ABAPプログラミングでは、フィールドシンボルという概念を利用することができ、これを使いこなせるようになると、ABAPerとして一人前に近付けます。
覚えてしまうと難しいものではないのですが、意外と苦手としているABAP技術者もいるので、ぜひ理解して活用できるようになりましょう。フィールドシンボルというのは何かと言うと、実行時に変数名を決定することができ、動的なプログラミングが可能になるテクニックです。
単一データを扱う変数でも活用できますが、内部テーブルの操作にフィールドシンボルを使用することで、より柔軟で動的なプログラムを実現することができます。
以下に、フィールドシンボルについて解説し、内部テーブルにフィールドシンボルを活用するサンプルコードを用いて説明します。
フィールドシンボルとは
フィールドシンボルとは、データ型を指定せずに実行時に変数名を設定することができる構文です。設定すると書きましたが、正確には設定した変数のメモリ領域を割り当てる形になります。
フィールドシンボルを使用することで、実行時に変数名(内部テーブルのレコードやフィールド)を決定することができ、それを直接参照できるようになります。

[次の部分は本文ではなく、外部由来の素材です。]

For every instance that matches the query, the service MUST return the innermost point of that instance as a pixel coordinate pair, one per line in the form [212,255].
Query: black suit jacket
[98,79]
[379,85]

説明を読むだけではイメージがしにくいと思いますので、金額項目を動的にフィールドに割り当て、内部テーブルを集計するサンプルコードを書いてみたいと思います。
REPORT sample_program.
TYPES: BEGIN OF ty_tab,
amount1 TYPE p DECIMALS 2,
amount2 TYPE p DECIMALS 2,
amount3 TYPE p DECIMALS 2,
END OF ty_tab.
DATA: itab TYPE STANDARD TABLE OF ty_tab,
wa TYPE ty_tab.
FIELD-SYMBOLS: <fs> TYPE any.
wa-amount1 = 10.50.
wa-amount2 = 20.50.
wa-amount3 = 30.50.
APPEND wa TO itab.
wa-amount1 = 40.50.
wa-amount2 = 50.50.
wa-amount3 = 60.50.
APPEND wa TO itab.
DATA: total_amount TYPE p DECIMALS 2.
LOOP AT itab INTO wa.
DO 3 TIMES.
ASSIGN COMPONENT sy-index OF STRUCTURE wa TO <fs>.
IF sy-subrc EQ 0.
IF <fs> IS ASSIGNED AND TYPEOF <fs> = 'P'.
total_amount = total_amount + <fs>.
ENDIF.
ENDIF.
ENDDO.
ENDLOOP.
WRITE: / 'Total Amount:', total_amount.
このサンプルコードでは、ty_tabという構造体を定義し、itabという内部テーブルを宣言しています。その内部テーブルには金額項目として、amount1、amount2、amount3という項目を定義しています。
次に、waという構造体を宣言し、それぞれのフィールドに値を設定しています。その後、APPEND文を使用して、waをitabに追加しています。
最後に、LOOP AT文を使用して、itabをループさせ、フィールドシンボルを使用して、動的に金額項目を指定し、その値を集計しています。
具体的には、DO 3 TIMES文を使用して、3つの金額項目に対して、それぞれの値を取得し、total_amountに加算しているという形ですね。
最後に、WRITE文を使用して、total_amountの値を出力しています。このように、フィールドシンボルを使用することで、内部テーブルの動的なアクセスや集計が可能になっているということです。
フィールドシンボルを使わなくても同じような処理を書くことは可能ではありますが、メモリ領域を節約でき、パフォーマンスの良いプログラムが書けるということと、冗長な処理をスッキリさせられるため、コード行数も減らすことが可能です。
ケースバイケースで使う・使わないは決めたら良いと思いますが、使えるテクニックのパターンとして持っておくと重宝するので、ぜひ覚えて使えるようになってください。